I take everything here to heart. We are leaving with about 1k in cash and about 1200 worth of merch.


----------



## Meldville (Jun 28, 2010)

Keep a cooler, replace the ice in it each day/two if you have food in it that needs to stay cold (sandwich meat, cheese, etc). Avoid going out to eat when possible -- lots of times the venues will have free or uber-cheap food for bands, so when you're burned out on eating turkey sammiches you have an affordable alternative. 

Bring a sleeping bag and pillow or two. Also bring some tylenol PM or sleep aid; nights when you sleep in the van, you'll need something to knock you out. If you or your bandmates smoke weed, I'd highly advise against carrying on the road. There are always folks that will get you high if that's your bag, and getting pulled over while on the road is bad enough. If anyone absolutely insists on bringing weed (and again, I would try to talk them out of it), make sure it's enough that they can eat if need be. 

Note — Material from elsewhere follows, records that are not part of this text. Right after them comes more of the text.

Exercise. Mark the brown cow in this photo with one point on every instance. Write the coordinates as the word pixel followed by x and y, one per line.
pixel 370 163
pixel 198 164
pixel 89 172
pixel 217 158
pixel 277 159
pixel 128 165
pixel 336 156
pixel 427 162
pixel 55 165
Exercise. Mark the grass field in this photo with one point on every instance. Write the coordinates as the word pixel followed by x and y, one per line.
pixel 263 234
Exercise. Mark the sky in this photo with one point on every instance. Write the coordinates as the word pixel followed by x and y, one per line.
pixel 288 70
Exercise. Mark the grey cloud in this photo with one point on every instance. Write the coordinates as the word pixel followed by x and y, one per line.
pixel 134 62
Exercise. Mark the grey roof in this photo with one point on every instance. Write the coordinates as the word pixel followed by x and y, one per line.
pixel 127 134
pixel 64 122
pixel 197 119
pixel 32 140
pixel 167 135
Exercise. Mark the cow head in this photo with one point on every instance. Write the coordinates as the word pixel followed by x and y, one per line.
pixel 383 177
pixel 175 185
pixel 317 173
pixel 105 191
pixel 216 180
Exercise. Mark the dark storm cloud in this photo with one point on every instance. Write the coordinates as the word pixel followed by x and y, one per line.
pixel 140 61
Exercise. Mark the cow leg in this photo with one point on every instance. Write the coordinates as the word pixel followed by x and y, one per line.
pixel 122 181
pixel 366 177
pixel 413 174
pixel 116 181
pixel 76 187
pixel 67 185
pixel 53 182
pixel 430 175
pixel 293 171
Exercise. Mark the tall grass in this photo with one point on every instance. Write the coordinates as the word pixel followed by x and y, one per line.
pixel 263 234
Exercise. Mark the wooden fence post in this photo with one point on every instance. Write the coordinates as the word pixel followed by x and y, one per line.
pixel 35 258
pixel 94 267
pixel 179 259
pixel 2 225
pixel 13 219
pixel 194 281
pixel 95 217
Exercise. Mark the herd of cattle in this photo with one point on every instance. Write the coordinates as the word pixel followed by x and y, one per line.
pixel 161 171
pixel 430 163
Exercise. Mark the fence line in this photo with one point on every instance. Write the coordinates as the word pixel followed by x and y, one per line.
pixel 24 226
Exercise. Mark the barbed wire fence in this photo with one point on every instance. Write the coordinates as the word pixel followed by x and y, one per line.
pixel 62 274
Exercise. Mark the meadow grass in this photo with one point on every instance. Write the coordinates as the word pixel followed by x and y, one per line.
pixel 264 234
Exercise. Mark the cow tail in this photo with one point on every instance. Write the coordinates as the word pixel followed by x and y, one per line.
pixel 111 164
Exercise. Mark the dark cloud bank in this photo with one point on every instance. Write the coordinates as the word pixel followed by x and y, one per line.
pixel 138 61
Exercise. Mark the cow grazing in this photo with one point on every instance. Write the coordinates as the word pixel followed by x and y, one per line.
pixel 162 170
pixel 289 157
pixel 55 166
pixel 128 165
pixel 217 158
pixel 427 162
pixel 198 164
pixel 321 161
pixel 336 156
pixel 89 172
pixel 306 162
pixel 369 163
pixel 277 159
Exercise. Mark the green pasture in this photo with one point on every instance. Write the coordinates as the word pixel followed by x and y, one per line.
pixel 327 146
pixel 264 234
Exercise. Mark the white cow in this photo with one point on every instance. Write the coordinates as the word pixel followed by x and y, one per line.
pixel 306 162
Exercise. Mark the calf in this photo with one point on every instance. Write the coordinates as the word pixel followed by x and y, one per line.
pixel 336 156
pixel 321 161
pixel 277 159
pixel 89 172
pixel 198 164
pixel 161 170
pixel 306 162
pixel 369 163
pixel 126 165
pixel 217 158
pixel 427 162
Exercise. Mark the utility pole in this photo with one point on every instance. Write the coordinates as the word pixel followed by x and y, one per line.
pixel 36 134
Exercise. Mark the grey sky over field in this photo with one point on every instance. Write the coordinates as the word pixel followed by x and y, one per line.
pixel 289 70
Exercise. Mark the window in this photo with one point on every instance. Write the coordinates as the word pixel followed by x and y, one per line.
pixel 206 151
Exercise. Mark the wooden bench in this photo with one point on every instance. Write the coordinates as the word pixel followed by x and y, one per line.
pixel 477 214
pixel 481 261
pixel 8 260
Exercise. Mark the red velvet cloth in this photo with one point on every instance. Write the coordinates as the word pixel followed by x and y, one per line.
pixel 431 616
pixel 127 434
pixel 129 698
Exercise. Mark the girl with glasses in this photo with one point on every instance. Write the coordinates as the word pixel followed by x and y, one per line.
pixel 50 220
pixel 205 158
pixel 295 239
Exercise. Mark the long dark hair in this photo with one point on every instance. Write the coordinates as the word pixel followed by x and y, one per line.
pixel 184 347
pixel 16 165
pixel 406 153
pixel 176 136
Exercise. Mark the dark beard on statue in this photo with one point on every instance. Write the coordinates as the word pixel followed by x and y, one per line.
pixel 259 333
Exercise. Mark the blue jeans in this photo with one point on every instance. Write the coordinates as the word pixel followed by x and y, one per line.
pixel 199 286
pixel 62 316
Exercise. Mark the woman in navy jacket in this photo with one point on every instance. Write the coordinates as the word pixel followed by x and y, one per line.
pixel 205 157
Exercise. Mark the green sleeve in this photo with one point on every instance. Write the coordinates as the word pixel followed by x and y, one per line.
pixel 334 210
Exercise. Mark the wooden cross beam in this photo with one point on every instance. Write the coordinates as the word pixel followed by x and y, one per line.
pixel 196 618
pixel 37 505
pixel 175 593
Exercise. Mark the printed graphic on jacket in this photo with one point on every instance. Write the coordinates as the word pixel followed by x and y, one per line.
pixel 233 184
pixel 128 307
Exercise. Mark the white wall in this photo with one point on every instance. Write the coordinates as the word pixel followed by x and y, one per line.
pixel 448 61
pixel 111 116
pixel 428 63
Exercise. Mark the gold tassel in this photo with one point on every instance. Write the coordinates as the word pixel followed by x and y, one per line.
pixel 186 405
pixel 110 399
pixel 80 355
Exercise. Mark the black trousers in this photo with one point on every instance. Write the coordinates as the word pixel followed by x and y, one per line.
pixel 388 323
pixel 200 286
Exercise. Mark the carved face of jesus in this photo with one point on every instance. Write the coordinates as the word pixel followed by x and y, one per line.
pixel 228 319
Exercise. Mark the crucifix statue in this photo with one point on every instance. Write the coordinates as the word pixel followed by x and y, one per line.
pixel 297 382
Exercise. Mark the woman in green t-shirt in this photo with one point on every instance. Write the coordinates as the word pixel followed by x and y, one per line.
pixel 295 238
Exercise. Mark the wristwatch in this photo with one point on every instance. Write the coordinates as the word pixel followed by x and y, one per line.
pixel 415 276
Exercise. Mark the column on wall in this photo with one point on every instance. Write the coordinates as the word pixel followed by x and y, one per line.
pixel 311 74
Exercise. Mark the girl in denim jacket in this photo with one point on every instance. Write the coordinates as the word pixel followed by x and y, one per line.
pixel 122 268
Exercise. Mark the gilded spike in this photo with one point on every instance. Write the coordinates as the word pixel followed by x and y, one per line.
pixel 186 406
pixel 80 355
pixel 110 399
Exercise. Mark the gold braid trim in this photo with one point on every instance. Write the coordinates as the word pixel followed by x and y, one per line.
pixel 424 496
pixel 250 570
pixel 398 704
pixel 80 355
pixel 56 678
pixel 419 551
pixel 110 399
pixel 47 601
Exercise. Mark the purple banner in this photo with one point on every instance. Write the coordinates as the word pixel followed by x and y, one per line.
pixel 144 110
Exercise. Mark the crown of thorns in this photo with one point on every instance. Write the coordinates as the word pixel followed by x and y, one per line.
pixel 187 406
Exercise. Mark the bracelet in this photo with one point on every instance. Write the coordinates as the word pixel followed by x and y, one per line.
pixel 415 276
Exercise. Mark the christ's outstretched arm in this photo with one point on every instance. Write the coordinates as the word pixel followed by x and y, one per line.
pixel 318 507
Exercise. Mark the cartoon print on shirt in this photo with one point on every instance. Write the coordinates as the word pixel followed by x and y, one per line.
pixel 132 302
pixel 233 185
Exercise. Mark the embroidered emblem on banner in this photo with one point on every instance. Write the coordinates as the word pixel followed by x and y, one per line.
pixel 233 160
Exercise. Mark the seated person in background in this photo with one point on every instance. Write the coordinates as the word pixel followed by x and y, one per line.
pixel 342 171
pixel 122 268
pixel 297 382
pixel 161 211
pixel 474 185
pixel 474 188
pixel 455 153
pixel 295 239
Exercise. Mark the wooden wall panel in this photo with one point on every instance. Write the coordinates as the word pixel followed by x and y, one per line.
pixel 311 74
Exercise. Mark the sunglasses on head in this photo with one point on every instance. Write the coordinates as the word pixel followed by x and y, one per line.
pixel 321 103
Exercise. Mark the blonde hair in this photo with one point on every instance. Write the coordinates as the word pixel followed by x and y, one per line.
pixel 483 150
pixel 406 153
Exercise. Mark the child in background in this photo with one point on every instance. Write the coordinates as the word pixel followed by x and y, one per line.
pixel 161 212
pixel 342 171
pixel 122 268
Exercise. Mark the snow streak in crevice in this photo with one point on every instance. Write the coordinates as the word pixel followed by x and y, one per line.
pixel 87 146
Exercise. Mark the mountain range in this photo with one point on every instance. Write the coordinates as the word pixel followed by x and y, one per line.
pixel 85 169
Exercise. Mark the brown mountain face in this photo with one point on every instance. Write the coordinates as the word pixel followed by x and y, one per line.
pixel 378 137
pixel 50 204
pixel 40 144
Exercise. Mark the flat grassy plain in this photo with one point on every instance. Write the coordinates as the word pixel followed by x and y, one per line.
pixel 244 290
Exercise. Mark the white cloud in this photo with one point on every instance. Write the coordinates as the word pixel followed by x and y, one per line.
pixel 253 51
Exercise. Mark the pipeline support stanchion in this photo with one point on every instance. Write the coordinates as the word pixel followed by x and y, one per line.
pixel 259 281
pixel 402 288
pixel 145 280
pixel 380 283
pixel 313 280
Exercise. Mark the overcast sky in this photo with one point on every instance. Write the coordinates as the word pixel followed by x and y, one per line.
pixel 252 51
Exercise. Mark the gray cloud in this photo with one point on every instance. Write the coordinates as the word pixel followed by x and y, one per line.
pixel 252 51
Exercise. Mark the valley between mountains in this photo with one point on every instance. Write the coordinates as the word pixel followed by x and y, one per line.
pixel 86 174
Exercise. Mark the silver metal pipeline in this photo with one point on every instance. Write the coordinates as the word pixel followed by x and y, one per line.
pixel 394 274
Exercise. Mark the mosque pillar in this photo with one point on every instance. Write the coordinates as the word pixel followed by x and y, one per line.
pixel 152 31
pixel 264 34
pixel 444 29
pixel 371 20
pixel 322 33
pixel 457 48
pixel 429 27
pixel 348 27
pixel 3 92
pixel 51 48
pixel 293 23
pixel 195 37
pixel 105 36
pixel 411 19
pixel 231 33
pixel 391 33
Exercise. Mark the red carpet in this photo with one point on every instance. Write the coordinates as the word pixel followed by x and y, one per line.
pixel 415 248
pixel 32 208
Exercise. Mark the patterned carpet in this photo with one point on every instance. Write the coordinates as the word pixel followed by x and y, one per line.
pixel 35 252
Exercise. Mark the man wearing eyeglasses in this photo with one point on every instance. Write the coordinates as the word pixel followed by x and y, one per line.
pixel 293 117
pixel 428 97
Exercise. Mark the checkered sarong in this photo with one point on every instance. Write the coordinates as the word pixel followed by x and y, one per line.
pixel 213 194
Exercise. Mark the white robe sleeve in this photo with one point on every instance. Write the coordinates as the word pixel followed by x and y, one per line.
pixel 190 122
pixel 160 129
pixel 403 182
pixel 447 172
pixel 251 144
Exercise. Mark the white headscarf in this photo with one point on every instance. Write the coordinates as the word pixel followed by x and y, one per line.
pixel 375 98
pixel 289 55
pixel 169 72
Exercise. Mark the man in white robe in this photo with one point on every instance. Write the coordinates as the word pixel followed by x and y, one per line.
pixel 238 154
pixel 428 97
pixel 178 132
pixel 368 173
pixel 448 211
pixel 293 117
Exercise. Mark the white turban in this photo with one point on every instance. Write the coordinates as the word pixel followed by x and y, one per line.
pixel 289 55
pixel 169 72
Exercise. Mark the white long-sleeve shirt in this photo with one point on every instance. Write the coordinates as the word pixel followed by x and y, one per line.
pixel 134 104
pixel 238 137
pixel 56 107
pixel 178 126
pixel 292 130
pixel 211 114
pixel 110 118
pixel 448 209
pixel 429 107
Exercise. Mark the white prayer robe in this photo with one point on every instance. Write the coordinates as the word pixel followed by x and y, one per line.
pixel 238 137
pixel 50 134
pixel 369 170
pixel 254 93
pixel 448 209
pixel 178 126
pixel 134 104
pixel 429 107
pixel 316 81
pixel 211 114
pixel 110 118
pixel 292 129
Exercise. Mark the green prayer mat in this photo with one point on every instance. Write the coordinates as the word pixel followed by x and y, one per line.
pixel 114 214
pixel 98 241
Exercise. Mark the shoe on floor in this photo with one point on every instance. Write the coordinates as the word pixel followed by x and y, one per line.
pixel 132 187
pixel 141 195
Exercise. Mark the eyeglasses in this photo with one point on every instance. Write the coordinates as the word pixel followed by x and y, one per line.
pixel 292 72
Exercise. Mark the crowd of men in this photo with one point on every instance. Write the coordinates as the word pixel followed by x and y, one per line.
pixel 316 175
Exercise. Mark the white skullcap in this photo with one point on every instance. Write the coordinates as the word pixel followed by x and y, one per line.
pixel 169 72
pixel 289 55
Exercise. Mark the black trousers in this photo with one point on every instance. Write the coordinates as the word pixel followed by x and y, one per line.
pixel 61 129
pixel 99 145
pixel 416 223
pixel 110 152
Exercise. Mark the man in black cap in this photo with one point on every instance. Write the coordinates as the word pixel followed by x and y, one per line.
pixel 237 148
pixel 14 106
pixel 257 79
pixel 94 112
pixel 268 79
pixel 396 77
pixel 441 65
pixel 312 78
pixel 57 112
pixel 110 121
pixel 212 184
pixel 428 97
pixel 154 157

SIGHTSEE! When possible, definitely try to set aside time to go see shit. Having a tour consist of only show->sleep->drive to next show-> repeat will wear you out really quickly. One of my favorite parts of the last tour I was on was going around DC and seeing all of the cool shit.

Don't EVER leave the cash in the van. Honestly, I would NOT take a thousand dollars in cash with me if possible. Someone can steal a credit/debit card and you can get out of it unscathed; someone steals your bag/box/wallet, and you're fucked. If anyone has a checking/debit account with a national bank, I'd put half of the money in there and plan on hitting ATMs throughout the trip. 

My last bid of advice -- always have someone sleep in the van, unless you've got it parked inside an attached garage or something. There's way too many people out there that will break in and steal your shit when you're on the road to chance it. I've had plenty of friends whose tours were ruined (and, in some cases, their bands fell apart as a result) when their van and trailer (and everything inside) got jacked.

Have fun!


----------



## heavy7-665 (Jun 29, 2010)

Meldville said:


> Keep a cooler, replace the ice in it each day/two if you have food in it that needs to stay cold (sandwich meat, cheese, etc). Avoid going out to eat when possible -- lots of times the venues will have free or uber-cheap food for bands, so when you're burned out on eating turkey sammiches you have an affordable alternative.
> 
> Bring a sleeping bag and pillow or two. Also bring some tylenol PM or sleep aid; nights when you sleep in the van, you'll need something to knock you out. If you or your bandmates smoke weed, I'd highly advise against carrying on the road. There are always folks that will get you high if that's your bag, and getting pulled over while on the road is bad enough. If anyone absolutely insists on bringing weed (and again, I would try to talk them out of it), make sure it's enough that they can eat if need be.
> 
> ...



Way ahead of ya brother, way ahead of ya.


----------



## elbiatcho1 (Jun 29, 2010)

SOCKS!
Guess where all that sweat drains down into.
Hard to beat putting on a fresh pair of socks and simply throwing out your crusty ones and they are inexpensive at Walmart.


----------



## Inazone (Jun 29, 2010)

Almost forgot, buy a FIRST AID KIT!!! Burns, scrapes and cuts are going to happen, and the most minor injury can immediately derail a tour. Also, I strongly suggest some Pepto-Bismol (or generic equivalent) tablets, just in case someone eats something that doesn't agree with them.


----------



## heavy7-665 (Jun 30, 2010)

Well Im about to hop in the van and HEAD OUT!!!!!!!!!!!!!!!!!!!!!!!!!!!!! Ill get some updates going hopefully. Keep the advice coming please.


----------